Une émouvante cérémonie s’est déroulée à Baume-Les-Dames pour honorer la Gendarmerie nationale et le souvenir des militaires tombés dans l’exercice de leurs fonctions. Le commandant de la formation administrative de Franche-Comté, le général Eric Langlois, invité par le maire de la commune, Arnaud Marthey, a ainsi dévoilé une plaque “Arnaud Beltrame”. En effet, l’allée située devant la brigade de la ville portera désormais le nom du colonel de gendarmerie qui a sacrifié sa vie lors de l’attentat de Trèbes, le 23 mars dernier .

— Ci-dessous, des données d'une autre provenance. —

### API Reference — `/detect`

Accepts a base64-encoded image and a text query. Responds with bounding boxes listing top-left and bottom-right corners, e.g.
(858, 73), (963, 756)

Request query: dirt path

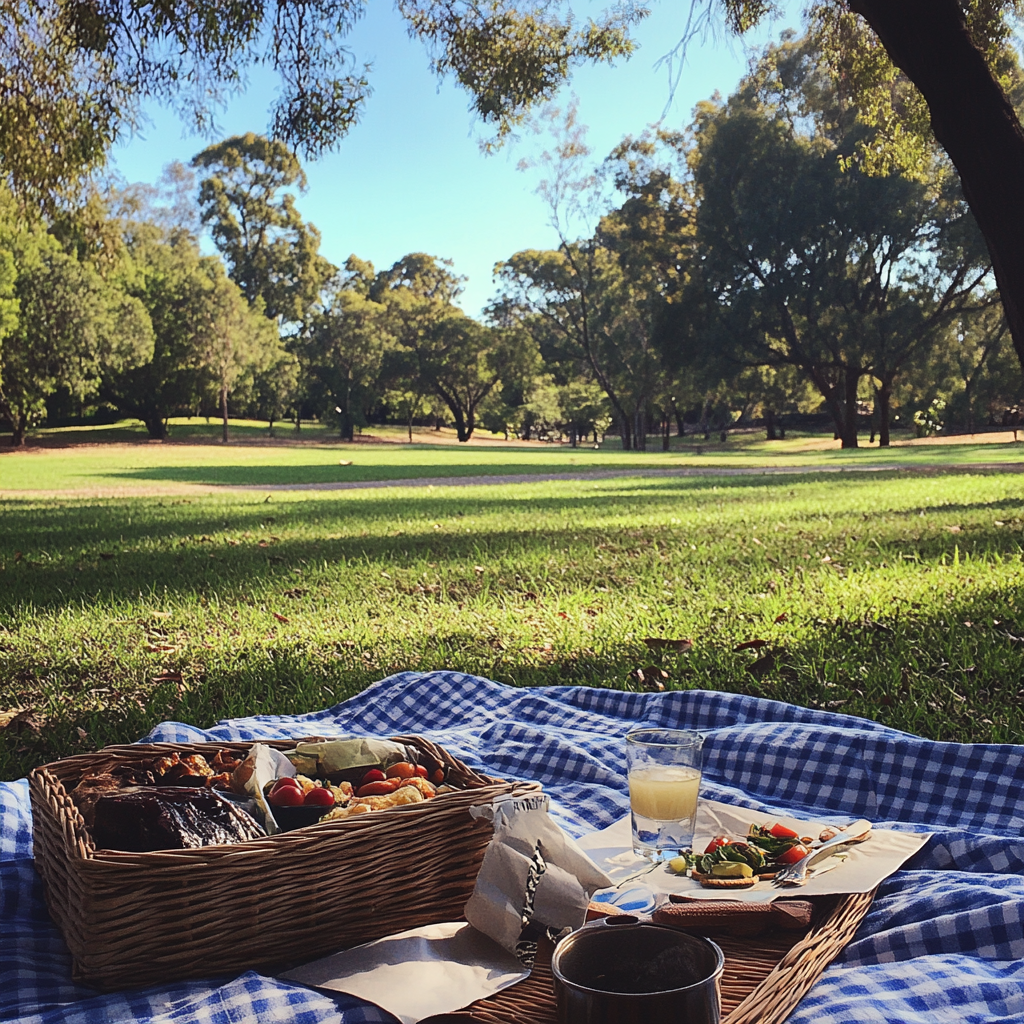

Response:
(235, 462), (1024, 492)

La cérémonie s’est terminée face au monument érigé en mémoire des soldats FFI. Le fanion du groupement avec sa garde et de nombreux porte-drapeaux ont salué la mémoire des militaires et résistants tombés au champ d’honneur pour la libération de la ville. Une commémoration qui a plongé les représentants des associations patriotiques et des anciens combattants, ainsi que ceux de l’UNPRG, présents en nombre, 75 ans en arrière.

La libération de la ville

Tout commence en août 1944, 14 gendarmes de la brigade de Baume-Les-Dames rejoignent le maquis et les FFI. En représailles, les logements de leurs familles sont pillés. Peu de temps après, les gendarmes volent 13 motocyclettes aux forces allemandes garées dans l’ancienne caserne des gendarmes mobiles de la ville.

Ce n’est qu’un débute. Car, le 5 septembre 1944, à 6 heures du matin, la bataille pour la libération de la ville de Baume-Les-Dames commence enfin. Le 4e régiment de tirailleurs tunisiens, des éléments du 3e régiment de spahis algérien et le groupe de FFI de Baume franchissent le pont sur le Doubs. Leur mission ? Contrôler l’axe routier Belfort-Besançon. Ils sont appuyés par des canons de 75 du régiment de tirailleurs. Deux chars et un convoi ferroviaire allemands sont détruits. À 9h30, les objectifs sont atteints. La route et la voie ferrée sont impraticables pour les forces allemandes.

Sept gendarmes y laissent la vie

À 14 heures, les Allemands mènent une contre-offensive. Trois compagnies de « panzer grenadiers », appuyés par 3 chars de la 11e panzer division et par 4 canons auto-moteurs de 150mm repoussent les forces françaises qui se retranchent sur la rive gauche du Doubs.

Sept gendarmes ont laissé la vie dans l’affaire. Le MDC Claigironnet est tué par un obus. Les gendarmes Bourgon, Beauchet, Guichard, Mauveau et Sorret, capturés, sont fusillés par les Allemands. Le gendarme Marion est brulé vif dans l’incendie de la maison où il s’est retranché.

Deux jours plus tard, le 7 septembre, des batteries d’artilleries américaines bombardent la ville. La préparation d’artillerie dure 48 heures. L’offensive terrestre est lancée dans la nuit du 8 au 9 septembre par les troupes américaines et françaises. Mais ils entrent dans une ville vide, les Allemands ayant en effet évacués les lieux à l’insu des assaillants.